– We Wrocławiu zaprezentowaliśmy się trochę lepiej niż w poprzednich dwóch meczach. To może być pozytyw tego jednego punktu – powiedział Roosevelta81.pl Bartosz Kopacz, obrońca Górnika
Górnik we Wrocławiu ugrał punkt, który w tabeli za dużo nie zmienia. Zabrzanie wciąż zajmują ostatnie miejsce w tabeli. – Mamy niedosyt, bo pojechaliśmy do Wrocławia po zwycięstwo. Chcieliśmy podgonić stawkę. Nie załamujemy się faktem, że zdobyliśmy tylko jeden punkt. We Wrocławiu zaprezentowaliśmy się trochę lepiej niż w poprzednich dwóch meczach. To może być pozytyw tego jednego punktu. Na plus zaliczamy także to, że nie straciliśmy gola, bo to zbyt często nam się nie zdarza.
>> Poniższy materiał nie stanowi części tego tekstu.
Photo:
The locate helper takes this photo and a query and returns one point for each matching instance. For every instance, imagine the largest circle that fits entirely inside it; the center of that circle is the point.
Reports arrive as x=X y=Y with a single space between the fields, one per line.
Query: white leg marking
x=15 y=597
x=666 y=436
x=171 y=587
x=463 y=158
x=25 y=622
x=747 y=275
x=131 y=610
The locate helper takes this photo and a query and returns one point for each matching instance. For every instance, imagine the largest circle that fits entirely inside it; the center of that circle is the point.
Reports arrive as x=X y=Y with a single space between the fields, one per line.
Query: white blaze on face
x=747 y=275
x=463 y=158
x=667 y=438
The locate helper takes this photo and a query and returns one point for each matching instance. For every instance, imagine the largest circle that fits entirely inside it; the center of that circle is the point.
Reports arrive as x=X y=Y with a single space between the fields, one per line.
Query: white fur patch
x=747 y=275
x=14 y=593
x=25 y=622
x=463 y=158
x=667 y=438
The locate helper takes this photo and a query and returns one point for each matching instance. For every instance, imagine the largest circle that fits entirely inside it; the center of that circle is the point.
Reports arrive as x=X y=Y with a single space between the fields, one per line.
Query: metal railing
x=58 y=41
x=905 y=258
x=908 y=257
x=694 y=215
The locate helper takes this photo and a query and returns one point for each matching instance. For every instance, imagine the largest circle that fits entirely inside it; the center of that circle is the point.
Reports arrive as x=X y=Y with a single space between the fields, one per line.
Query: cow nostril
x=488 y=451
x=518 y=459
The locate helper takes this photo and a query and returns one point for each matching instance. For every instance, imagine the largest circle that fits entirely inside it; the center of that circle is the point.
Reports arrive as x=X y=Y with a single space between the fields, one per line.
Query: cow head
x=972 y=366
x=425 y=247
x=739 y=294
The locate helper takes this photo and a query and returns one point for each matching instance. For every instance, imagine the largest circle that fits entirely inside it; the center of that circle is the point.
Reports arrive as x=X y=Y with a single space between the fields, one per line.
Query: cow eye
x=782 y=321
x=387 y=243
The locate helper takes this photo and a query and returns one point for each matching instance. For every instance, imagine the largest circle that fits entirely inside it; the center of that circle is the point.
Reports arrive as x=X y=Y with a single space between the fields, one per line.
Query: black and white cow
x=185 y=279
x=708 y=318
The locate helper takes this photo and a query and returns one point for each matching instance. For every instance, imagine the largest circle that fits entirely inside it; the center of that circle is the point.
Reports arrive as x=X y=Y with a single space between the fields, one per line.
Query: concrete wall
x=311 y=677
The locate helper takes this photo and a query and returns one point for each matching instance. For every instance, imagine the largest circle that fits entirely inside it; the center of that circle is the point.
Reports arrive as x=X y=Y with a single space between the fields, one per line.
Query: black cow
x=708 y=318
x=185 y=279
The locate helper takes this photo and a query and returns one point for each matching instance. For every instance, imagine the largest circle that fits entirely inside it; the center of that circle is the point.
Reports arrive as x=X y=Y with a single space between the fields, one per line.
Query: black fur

Trzeba przyznać, że są to pozytywy naciągane, bo doskonale wiemy jaka jest sytuacja w tabeli.
Pierwszy raz w tym roku Górnik nie stracił bramki. Wpływ na to miała zmiana ustawienia? – W grudniowych spotkaniach graliśmy takim ustawieniem jak w meczu ze Śląskiem. Zobaczymy jak będą to widzieć trenerzy w kolejnych spotkaniach, a przed nami w środę Lech Poznań. Mamy jeszcze kilku zawodników, którzy mogą zagrać defensywnego pomocnika oraz na środku obrony. Obojętnie kto tam zagra musi godnie zastąpić Ossa i Dancha.